As Iowa’s ethanol industry suffers at the hands of President Donald Trump and his Environmental Protection Agency, Sen. Joni Ernst continues to complain about the Cabinet official she helped to confirm.
“I would assess that there are a lot of people within this administration, particularly EPA, that have that bent or that feel to support ‘big oil,'” said Ernst, last month in a phone call with Iowa reporters. “So, that’s where we need to be very aggressive in voicing our support of the RFS and what has now been termed as ‘big corn.'”

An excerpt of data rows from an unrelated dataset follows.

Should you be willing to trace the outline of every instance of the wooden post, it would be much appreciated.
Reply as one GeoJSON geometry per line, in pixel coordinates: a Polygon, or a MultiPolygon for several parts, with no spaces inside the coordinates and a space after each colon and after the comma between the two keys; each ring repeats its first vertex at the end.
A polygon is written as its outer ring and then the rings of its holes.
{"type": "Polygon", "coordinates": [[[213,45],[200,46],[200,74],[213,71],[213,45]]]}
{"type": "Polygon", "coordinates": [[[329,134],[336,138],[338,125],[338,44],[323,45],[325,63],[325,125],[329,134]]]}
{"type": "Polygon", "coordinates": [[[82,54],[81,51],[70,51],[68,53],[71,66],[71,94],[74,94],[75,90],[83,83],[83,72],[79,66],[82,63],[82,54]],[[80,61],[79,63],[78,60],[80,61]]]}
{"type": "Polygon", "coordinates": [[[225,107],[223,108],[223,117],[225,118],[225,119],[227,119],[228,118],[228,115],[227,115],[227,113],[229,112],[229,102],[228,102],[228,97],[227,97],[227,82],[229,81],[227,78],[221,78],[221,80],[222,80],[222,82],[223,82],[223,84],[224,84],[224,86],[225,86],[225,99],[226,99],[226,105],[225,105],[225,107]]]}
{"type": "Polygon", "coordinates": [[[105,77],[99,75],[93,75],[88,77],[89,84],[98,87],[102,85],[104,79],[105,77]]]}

In February, Ernst and fellow Iowa Sen. Chuck Grassley voted in favor of Andrew Wheeler, a former coal lobbyist, to lead the EPA.
As a lobbyist, Wheeler argued against President Obama’s climate regulations for coal-fired power plants and fought for subsidies for the facilities.
In 2017, the Republican senators voted for Trump’s first EPA administrator, Scott Pruitt, a well-known anti-ethanol oil lobbyist.
Pruitt sued the EPA 14 times as attorney general of Oklahoma and was a vocal denier that carbon dioxide emissions contribute to climate change. Ethanol producers and their supporters were glad to see Pruitt leave the agency, accusing him of pushing an “anti-ethanol, anti-farmer bias.”
At Wheeler’s confirmation hearing earlier this year, Ernst voiced concerns about his commitment to year-round E15, the prolific use of Small Refinery Exemptions and disregard for the Renewable Fuel Standard [RFS].
“Can you assure me that that you will be examining those exemptions and not giving blanket exemptions as it appears has been done in the past by your predecessor?” Ernst asked.
Since then, Wheeler’s EPA, with reported support from the president, has granted dozens of waivers to oil refineries in an effort to skirt ethanol blending rules.
A total of 85 waivers have been granted since Trump took office, resulting in a loss of 4 billion gallons of renewable fuel. Thirty-one of those waivers came in the month of August alone.
Last week, a third Iowa biodiesel plant announced its intention to close due to mounting financial losses.
“While the president — I think his intentions are wonderful in supporting our farmers — we have seen the EPA throw us under the bus before,” Ernst said.
Ernst, Grassley, Iowa Gov. Kim Reynolds and other Midwest Republicans recently met with Trump to emphasize the importance of supporting the ethanol industry, which has suffered significant losses as prices and production drop. Trump then met with senators from states reliant on oil production, allegedly in an attempt to gather input from both sides so he could implement a new biofuels policy amenable to both interest groups.
“I do think there’s a lot of oil influence at some of these agencies, and we just need to be very, very aggressive and vocal, and that’s exactly what I have been doing with the president,” Ernst said.
Today, Reuters reported the EPA “has temporarily halted work on a biofuels policy adjustment to help farmers as it awaits direction from the White House … ”
According to the article posted Tuesday morning, “The causes of the delay include recent demands made by the representatives of the oil industry for concessions in the deal to boost biofuel use, as well as the launch by Congress of an impeachment inquiry against President Donald Trump that has diverted the administration’s attention.”